What Couples Should Do to Move Forward After a Major Fight
So you had a Defcon-1 level fight with your spouse. It happens. Here are some tactics to help you both move forward.
Maybe it was the don’t-you-dare-side-with-your-mother-fight. Or a you-let-the-kids-do-what?-spat snowballed into a two-hour argument that touched on every subject. Whatever started the fight doesn’t matter; what does is that it was a doozy, one that left a smoking crater and will have inevitable aftershocks. It happens. But what’s the best way forward?
The key is to prevent them in the first place. Communication and taking the time to listen can make a big difference in healing the rifts and preventing spats from reaching nuclear proportions. “Many times, individuals in relationships just want to be heard and have their feelings validated,” says Dr. Sal Raichbach PsyD, LCSW of the Ambrosia Treatment Center, “and by listening, this goal can be achieved. Fights will happen, but major blowouts don’t have to be a part of a relationship.”
Still, the fact remains that fights are a natural part of two people being in a relationship together. When those major fights do occur, here’s how to do damage control.
RELATED: How Married Couples Can Argue More Productively
Resolve it Quickly
A lot of experts advise couples to never go to bed angry. Sometimes, though, that’s not an option. Still, it’s not wise to let any disagreement linger much beyond the next morning. “Explain why you were/are angry, and talk about what you feel is needed to go forward with the issue and/or prevent further fights about it,” says Laura MacLeod, a licensed social worker and founder of the From The Inside Out Project. “Do this early. If you wake up and still feel so mad you don’t want to talk, say that. Acknowledge it and figure out when you can resolve. Don’t let it fester.”
Take Time to Process
Fighting can be unpleasant, but it can also be a learning experience if you let it. After an argument, a post-mortem can be useful in getting to the bottom of what happened, how it could have gone differently, and what can be done to make things better going forward. “Use this as an opportunity to get to know each other better, and feel closer,” says Jasmin Terrany, LMHC, a life therapist and the author of the upcoming book Extraordinary Mommy. “As painful as fighting can be, there something open and beautiful about the willingness to let your feelings out.”
Say “I” Not “You”
This simple pronoun flip can go a long way towards making a relationship squabble go down a lot easier. “There is much less cause for disagreement when you are simply stating your feelings,” says Terrany, “however when you start pointing fingers there’s much room for defensiveness and disconnect.”

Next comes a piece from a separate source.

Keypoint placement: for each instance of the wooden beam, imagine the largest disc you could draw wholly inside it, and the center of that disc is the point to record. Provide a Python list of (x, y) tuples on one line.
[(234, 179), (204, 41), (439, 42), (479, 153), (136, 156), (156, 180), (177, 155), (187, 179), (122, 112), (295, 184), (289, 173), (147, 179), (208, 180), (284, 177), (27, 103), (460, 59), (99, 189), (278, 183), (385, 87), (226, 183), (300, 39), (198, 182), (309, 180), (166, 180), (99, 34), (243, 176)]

Additionally, speaking this way will make your intentions much clearer up front and let your partner know that you’re not just on the attack. “We tend to say things like, ‘you made me mad,’ where we use ‘you’ statements,” says Celeste Viciere, a mental health clinician who runs a private practice called The Uniting Center. “When we frame statements in this way, our partner may not really hear us.”
Everyone says things in an argument that they later regret. But the fact that they didn’t mean the words doesn’t dull their impact. “Take ownership for the things you said out of anger,” says Anna Osborn, a family therapist in California. “Don’t focus on what your partner said as that will deflect from responsibility for your own actions. Typically when one partner is able to do this, the other is more willing to follow suit by owning their part of the argument.”
Avoid Makeup Sex
Sorry, but jumping into the sack post-argument, while great in the moment, can, per marriage and family therapist Lisa Bahar, actually set a bad precedent, one that could inadvertently lead to a cycle of more fights. “It may create a pattern that fights serve as an aphrodisiac,” she says, “both produce adrenaline and a rush. So be mindful of getting into habits of fighting and sex.”